"Nurse, nurse," my mother said. "Why is this ward called Stone Op?"
Her voice echoed in the ward, which I couldn't see because we were speaking on the phone.
"Snowdrop?" a voice echoed back. "I don't know."
"Maybe it's very pure," my mother said. "It's been a while since I heard from you. Where are you?"
"We spoke yesterday," I said. "I'm in New York."
"Oh, that is such a long way away," my mother exclaimed. "I thought you were at home."
But I was at home. As much as I love my mother, I am afraid of the empty spaces and ghosts in her house, which is also my home, but not one I can live in for very long. And I am afraid of her weak heart and labored breathing.
"The coffee here tastes like rubber tires," my mother said. "I like cups of tea, of course."

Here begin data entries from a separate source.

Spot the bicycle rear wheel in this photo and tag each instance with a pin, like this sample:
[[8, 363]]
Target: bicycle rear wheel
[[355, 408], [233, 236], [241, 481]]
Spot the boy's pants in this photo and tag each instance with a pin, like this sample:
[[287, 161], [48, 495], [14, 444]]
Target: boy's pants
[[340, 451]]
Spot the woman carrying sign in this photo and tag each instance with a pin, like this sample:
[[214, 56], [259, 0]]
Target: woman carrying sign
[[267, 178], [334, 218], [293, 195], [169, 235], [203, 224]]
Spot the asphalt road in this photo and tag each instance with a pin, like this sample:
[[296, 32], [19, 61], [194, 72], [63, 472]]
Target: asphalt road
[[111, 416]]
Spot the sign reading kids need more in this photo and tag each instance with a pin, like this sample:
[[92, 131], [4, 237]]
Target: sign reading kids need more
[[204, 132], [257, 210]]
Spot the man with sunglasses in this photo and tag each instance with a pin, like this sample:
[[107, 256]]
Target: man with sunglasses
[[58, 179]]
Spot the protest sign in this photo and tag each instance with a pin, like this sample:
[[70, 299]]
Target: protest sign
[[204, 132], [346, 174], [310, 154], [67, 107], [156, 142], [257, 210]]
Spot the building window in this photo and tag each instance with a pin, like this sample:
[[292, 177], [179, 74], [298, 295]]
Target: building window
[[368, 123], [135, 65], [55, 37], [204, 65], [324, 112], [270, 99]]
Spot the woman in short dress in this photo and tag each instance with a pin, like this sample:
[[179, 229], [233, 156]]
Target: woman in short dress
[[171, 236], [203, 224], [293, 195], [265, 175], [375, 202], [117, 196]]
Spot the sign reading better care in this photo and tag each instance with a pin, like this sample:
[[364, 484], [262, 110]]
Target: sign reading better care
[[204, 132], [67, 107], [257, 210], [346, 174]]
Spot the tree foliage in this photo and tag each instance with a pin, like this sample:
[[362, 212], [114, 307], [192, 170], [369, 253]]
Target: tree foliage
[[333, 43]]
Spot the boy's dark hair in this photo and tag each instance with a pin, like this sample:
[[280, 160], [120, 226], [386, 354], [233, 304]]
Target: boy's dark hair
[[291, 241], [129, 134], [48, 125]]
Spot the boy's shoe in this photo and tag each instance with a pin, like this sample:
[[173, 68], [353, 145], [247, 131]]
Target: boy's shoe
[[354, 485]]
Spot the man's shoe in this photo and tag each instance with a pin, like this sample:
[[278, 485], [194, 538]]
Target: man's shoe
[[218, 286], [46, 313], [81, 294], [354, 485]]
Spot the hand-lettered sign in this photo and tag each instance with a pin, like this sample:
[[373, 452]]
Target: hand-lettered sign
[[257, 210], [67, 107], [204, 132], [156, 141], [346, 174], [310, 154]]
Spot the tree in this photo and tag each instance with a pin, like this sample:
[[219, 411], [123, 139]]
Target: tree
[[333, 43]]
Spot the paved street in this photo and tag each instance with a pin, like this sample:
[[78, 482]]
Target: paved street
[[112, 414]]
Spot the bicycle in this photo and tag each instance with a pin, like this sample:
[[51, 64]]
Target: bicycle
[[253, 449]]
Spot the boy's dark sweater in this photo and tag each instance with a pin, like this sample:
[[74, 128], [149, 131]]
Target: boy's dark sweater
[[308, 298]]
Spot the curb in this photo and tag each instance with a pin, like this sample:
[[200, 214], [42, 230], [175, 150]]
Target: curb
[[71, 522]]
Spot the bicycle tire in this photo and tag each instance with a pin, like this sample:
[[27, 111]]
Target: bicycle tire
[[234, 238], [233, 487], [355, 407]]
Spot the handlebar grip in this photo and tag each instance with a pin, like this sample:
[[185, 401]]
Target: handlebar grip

"I'll help you get some good cups of tea when I get there," I said.
"When will that be?"
"Not tomorrow morning but the next one," I said.
"That is such a very long time away," she said.
Over the past four years, I rushed home numerous times, every time my mother saying it may be the last time I would see her. But my mother's will to live kept her moving forward, believing she would make a full recovery. I wished that she was right so I could stay in one place for a while, knowing that she was okay.
When I got the emergency call, I didn't rush over. I believed that she would recover, as she always does. But because she wants to see me, and wants to get that really good cup of tea, I'll be on my way there tomorrow.
"Monday seems terribly far away," she said again.